By translating abolitionist ethics into measurable AI evaluation metrics, the study introduces a transformative concept known as “value-reflective AI.” This framework calls for systems that do not merely avoid harm but actively reflect the principles of equity, community care, and mutual accountability. The authors argue that value alignment cannot be achieved through technical fixes alone, it requires a fundamental redefinition of what constitutes intelligence, success, and justice in AI systems.

Toward participatory, ethical, and transformative AI design

The study extends beyond conceptual critique to outline a concrete roadmap for restructuring AI development. Its methodology merges participatory design with technical evaluation, offering a replicable model for future justice-oriented technology projects. The researchers propose a multi-phase process: community consultation, co-design, value articulation, AI evaluation, and iterative improvement based on participatory feedback.

In its next phase, the project will develop a Retrieval-Augmented Generation (RAG)–based model trained on abolitionist and restorative justice texts. This domain-specific dataset will enable AI systems to generate contextually grounded, ethically aligned responses informed by real-world justice practices. The team also plans to adapt the concept of Constitutional AI, a model alignment strategy that uses explicit moral frameworks to guide outputs, into an “Abolitionist Constitution,” embedding justice principles at the core of model governance.

The researchers’ participatory sessions revealed another critical insight: trust is as important as accuracy. Many practitioners expressed ambivalence toward AI, citing fears of misuse and data exploitation. By giving communities ownership over design and data governance, the project addresses these concerns directly, reframing AI as a collaborative partner rather than a distant authority. This human-centered co-design process ensures that technology development remains accountable to those it serves, not those who fund it.

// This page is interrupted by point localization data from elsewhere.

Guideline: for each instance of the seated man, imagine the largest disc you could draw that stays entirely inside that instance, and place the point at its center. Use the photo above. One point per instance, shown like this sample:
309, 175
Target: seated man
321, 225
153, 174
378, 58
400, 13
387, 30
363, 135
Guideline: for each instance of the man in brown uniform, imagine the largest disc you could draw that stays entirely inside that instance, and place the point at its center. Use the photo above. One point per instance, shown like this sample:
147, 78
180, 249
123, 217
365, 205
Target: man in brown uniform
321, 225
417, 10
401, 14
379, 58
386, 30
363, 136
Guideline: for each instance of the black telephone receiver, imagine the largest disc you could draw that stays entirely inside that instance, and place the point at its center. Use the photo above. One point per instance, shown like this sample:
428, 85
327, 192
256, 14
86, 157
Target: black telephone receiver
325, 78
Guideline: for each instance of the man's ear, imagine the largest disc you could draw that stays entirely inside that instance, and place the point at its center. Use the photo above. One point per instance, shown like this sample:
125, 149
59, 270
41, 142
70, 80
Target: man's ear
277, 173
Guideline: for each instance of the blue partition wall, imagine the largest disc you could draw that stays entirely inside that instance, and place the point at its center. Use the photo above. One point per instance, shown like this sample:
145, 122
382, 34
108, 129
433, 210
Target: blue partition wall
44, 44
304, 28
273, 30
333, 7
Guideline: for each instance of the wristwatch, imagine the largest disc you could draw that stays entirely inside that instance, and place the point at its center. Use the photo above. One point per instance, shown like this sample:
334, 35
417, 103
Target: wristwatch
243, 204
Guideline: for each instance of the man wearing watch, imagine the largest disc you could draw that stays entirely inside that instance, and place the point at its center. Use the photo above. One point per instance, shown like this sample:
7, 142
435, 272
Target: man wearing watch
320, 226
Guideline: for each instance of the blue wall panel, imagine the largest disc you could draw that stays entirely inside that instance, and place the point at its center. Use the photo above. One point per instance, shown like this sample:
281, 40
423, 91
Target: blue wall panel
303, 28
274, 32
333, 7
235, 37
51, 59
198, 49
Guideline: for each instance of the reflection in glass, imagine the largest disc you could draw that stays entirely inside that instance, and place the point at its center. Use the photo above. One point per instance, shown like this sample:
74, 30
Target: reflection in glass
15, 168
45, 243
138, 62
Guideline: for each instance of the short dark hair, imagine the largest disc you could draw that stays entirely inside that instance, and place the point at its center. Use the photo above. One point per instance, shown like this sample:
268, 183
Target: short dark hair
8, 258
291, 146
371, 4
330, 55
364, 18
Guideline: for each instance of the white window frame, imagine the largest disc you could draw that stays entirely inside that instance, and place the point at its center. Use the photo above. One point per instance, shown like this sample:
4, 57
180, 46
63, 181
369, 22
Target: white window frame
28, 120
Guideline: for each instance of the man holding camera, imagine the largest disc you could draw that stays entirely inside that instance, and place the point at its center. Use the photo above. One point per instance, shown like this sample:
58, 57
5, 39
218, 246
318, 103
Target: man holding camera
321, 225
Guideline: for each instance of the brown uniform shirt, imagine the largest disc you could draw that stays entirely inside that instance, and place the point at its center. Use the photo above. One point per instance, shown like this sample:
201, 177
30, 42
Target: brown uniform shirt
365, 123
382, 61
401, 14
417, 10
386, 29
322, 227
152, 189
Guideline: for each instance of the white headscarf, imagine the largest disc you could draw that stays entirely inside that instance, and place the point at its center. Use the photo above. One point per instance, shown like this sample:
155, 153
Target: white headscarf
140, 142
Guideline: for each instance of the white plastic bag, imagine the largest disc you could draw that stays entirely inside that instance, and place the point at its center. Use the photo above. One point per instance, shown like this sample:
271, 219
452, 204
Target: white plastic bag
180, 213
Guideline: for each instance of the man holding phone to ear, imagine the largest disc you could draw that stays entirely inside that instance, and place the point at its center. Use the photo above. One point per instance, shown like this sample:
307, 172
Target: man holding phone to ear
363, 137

The authors also highlight that participatory justice work is emotionally intensive, requiring spaces for reflection and self-regulation, areas where AI can play a supportive, rather than prescriptive, role. By offering tools that facilitate reflection and reduce administrative burden, AI can indirectly enhance human capacity for empathy and care within justice ecosystems.

Rather than optimizing control or productivity, AI should be optimized for healing, equity, and liberation, the study asserts. This shift requires more than technical refinement; it demands a cultural transformation in how researchers, policymakers, and communities envision the role of technology in society.